Не шумно. Не сразу. А так, как возвращается дыхание к человеку, долго бывшему без воздуха — сначала неуверенно, потом всё ровнее.
Землю начали пахать в начале июня.
Тракторов не было — два довоенных остова ржавели за машинно-тракторной станцией, и чинить их было некому и нечем. Запрягали то, что оставалось: пару волов, которых чудом сберегли в соседнем хуторе, старую лошадь Лидии, да людей.
Да, людей.
Николай сам встал к плугу в первый день. Не потому, что хотел показать пример — хотя и это тоже, — а потому что иначе было нельзя. Мужчин в селе осталось мало: кто не вернулся с фронта, кто вернулся, да не весь — без руки, без ноги, с простреленными лёгкими.
Женщины шли рядом.
Шли молча, повязав платки низко на лоб, подоткнув юбки. Руки у них были натруженные ещё с войны — когда пахали на себе, впрягаясь по четверо в плуг. Теперь было чуть легче. Чуть.

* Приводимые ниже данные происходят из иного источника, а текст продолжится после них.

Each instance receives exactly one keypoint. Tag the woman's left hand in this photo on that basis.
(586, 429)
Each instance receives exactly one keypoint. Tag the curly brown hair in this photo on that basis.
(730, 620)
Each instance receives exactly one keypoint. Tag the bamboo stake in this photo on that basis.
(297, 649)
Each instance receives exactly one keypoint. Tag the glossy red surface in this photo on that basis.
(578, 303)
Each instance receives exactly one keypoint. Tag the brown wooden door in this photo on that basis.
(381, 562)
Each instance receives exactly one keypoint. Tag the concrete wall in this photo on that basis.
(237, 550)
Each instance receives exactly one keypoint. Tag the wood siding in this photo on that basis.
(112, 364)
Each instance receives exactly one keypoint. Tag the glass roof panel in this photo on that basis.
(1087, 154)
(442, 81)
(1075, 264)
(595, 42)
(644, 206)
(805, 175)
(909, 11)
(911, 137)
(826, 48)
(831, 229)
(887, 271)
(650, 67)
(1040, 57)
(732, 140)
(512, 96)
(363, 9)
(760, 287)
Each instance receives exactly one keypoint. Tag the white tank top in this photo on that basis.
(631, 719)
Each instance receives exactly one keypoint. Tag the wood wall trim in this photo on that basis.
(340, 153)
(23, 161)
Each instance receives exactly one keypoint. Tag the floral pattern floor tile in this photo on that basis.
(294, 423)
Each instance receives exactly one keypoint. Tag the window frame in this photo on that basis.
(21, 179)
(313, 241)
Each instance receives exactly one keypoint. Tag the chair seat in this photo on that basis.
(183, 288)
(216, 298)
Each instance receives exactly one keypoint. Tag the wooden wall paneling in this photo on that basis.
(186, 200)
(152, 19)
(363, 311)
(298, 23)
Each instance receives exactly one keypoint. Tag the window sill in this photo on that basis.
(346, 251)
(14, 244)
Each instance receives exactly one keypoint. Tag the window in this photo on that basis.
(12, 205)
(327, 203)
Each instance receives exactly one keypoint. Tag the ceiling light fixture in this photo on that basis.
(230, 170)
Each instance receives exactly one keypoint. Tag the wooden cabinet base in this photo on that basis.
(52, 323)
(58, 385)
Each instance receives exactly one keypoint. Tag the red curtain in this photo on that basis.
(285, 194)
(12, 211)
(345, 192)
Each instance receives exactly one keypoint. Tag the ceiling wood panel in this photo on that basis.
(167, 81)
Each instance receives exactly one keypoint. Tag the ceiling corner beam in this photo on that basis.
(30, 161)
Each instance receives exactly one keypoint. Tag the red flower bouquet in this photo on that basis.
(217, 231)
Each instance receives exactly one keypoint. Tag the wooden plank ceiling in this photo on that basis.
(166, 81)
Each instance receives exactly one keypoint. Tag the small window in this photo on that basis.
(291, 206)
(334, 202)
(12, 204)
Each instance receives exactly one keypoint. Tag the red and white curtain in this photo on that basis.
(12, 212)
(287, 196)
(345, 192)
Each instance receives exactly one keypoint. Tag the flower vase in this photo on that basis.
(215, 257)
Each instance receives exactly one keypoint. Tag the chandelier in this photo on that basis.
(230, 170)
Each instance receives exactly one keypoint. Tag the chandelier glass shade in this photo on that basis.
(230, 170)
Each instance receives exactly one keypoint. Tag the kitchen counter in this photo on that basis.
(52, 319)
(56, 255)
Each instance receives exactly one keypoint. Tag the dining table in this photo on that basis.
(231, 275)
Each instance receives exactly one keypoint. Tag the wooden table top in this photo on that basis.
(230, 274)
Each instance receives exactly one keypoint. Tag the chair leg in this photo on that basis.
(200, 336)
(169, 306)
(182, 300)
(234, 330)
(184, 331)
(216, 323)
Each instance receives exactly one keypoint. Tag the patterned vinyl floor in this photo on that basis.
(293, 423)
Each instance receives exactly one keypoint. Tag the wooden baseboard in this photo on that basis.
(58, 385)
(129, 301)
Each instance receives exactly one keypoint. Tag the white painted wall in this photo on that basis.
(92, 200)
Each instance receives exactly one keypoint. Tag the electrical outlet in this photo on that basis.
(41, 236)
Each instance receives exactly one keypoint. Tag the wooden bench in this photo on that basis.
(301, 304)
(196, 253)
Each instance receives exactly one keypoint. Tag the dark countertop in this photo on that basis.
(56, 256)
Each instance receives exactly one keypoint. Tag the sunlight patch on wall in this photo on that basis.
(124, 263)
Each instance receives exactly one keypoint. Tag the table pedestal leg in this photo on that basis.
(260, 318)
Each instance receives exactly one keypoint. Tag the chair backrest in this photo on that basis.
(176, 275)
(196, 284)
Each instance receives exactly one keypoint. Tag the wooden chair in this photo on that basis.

Лидия показывала, где начинать.
— Вот здесь, — говорила она, присев на корточки и разминая землю. — Тут влага ещё держится. Сеять можно.
Николай кивал.
Он верил ей. Не потому, что диплом — диплом в степи не пашет, — а потому что видел: она знает землю. Чувствует её.
Первую борозду провели к вечеру.
Стояли над ней молча — все, кто был. Чёрная полоса лежала поперёк поля, ровная, свежая, ещё дышащая.
Кто-то из старух перекрестилась.
— Дай Бог, — сказала тихо. — Дай Бог, чтоб уродило.
И никто не ответил. Потому что сказать было нечего — всё было и так понятно.
Аллочка привыкала быть Галиной.
Сначала странно было откликаться на чужое имя. На переменах Наталка шептала ей: «Галя, Галя», — и она оборачивалась не сразу, а с маленькой заминкой, будто каждый раз припоминая: это про меня.
Но дети привыкают быстро.
К концу второй недели она уже сама писала на тетрадном листе: «Середа Галина». Буквы выходили ровные, старательные — Елена Васильевна хвалила.
Учебников почти не было.
Один букварь на пятерых. Одна арифметика на весь класс. Тетради делали из чего придётся — из обёрточной бумаги, из старых газет, в которых между строк оставалось место для цифр и букв. Чернила разводили из сажи и свекольного сока.
Но учились жадно.
Как будто дети чувствовали: каждая буква, каждая выученная цифра — это маленький кирпичик, из которых складывается мирная жизнь. Без них — никак. Без них всё рассыплется обратно.
Дома Наталка возилась с хозяйством.
Завели кур — пять штук, худых, облезлых, но несущихся. Первое яйцо Наталка принесла в ладонях, бережно, как святыню. Положила на стол:
— Аллочке. То есть Гале. На завтрак.
Аллочка смотрела на это яйцо долго.
Потом разделила надвое — половину себе, половину Наталке.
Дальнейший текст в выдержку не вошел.